Poder confrontar algumas afirmações da Bíblia com explicações alternativas, concretas, observáveis, ajudou a colocar em causa a infalibilidade, a autoridade do restante texto e permitiu, como libertação, que deixasse de ser tomado literalmente.
Por exemplo, deixou de ser sustentável que alguém de boa fé (interessante expressão) mantivesse que a idade da terra não passava de 6000 anos, quando a geologia indicava 5 mil milhões.

Aqui põe-se o problema da sustentação da ciência como forma de organização do pensamento capaz de ombrear com a teológica: não nasceu assim (e, às vezes, não parece garantido que dessa forma se mantenha).
De facto, foi fácil sobrepor ao heliocentrismo o dogma da centralidade da terra, a mando do papa. Mas a lenta afirmação da ciência como forma de agir sobre o mundo, capaz de demonstrar o seu valor no concreto do quotidiano das pessoas, permitiu que fosse mais e mais respeitada.
A ponto de ser ouvida quando se arrogou a confrontar as leituras e, de forma sistemática e verificável (se bem que não perfeita), desmontar as inverdades.
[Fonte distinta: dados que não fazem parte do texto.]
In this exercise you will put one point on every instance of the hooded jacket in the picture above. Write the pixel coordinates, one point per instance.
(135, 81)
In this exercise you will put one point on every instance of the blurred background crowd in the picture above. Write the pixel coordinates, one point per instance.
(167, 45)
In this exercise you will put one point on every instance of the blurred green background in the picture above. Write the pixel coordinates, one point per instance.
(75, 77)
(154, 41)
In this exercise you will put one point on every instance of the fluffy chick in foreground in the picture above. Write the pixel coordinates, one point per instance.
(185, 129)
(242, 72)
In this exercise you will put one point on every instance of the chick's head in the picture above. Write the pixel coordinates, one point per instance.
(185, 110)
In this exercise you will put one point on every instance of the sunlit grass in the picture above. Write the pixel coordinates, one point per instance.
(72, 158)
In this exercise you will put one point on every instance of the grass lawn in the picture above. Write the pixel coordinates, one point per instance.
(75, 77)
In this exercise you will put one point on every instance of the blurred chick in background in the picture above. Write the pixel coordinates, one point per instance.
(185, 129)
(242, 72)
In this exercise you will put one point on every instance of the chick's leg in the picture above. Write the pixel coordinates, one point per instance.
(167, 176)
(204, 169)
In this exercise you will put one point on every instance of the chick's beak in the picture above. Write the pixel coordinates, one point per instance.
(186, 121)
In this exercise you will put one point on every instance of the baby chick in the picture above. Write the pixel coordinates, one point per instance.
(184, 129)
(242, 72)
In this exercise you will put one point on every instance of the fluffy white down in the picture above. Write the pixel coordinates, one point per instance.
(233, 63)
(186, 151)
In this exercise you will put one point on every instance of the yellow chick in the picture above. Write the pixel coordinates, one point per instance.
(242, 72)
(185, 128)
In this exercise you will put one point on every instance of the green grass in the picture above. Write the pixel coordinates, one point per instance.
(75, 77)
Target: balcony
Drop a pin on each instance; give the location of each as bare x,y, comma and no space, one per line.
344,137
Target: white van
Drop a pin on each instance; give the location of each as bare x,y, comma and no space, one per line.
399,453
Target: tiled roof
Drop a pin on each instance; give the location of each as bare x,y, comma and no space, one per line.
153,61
Este minar da autoridade dos textos sagrados para assuntos do prosaico e temporal, permitiu repensar a perfeição dos restantes dizeres.
Foi possível temperar com humanidade o texto: à partida, por que a autoridade divina parecia ter sido amplamente mediada pela mão muito humana dos escribas; à chegada, porque a leitura contemporânea do texto permitia dar-lhe outros contextos de aplicação.

Assim, a reputação lentamente granjeada pela ciência, reconhecida pelos homens pelos seus resultados no concreto, e a presença nos textos sagrados de afirmações susceptíveis de confronto (i.e., proximamente relacionadas com a realidade física), permitiu o questionar da totalidade dos textos, mesmo na vertente mais espiritual.

De forma interessante, essa libertação dos textos das mentiras literais que carregavam, permitiu que se não conspurcasse a verdade sentida da revelação espiritual pela dúvida associada à realidade física. Talvez tenha permitido ler os textos de forma mais profunda, por menos literal.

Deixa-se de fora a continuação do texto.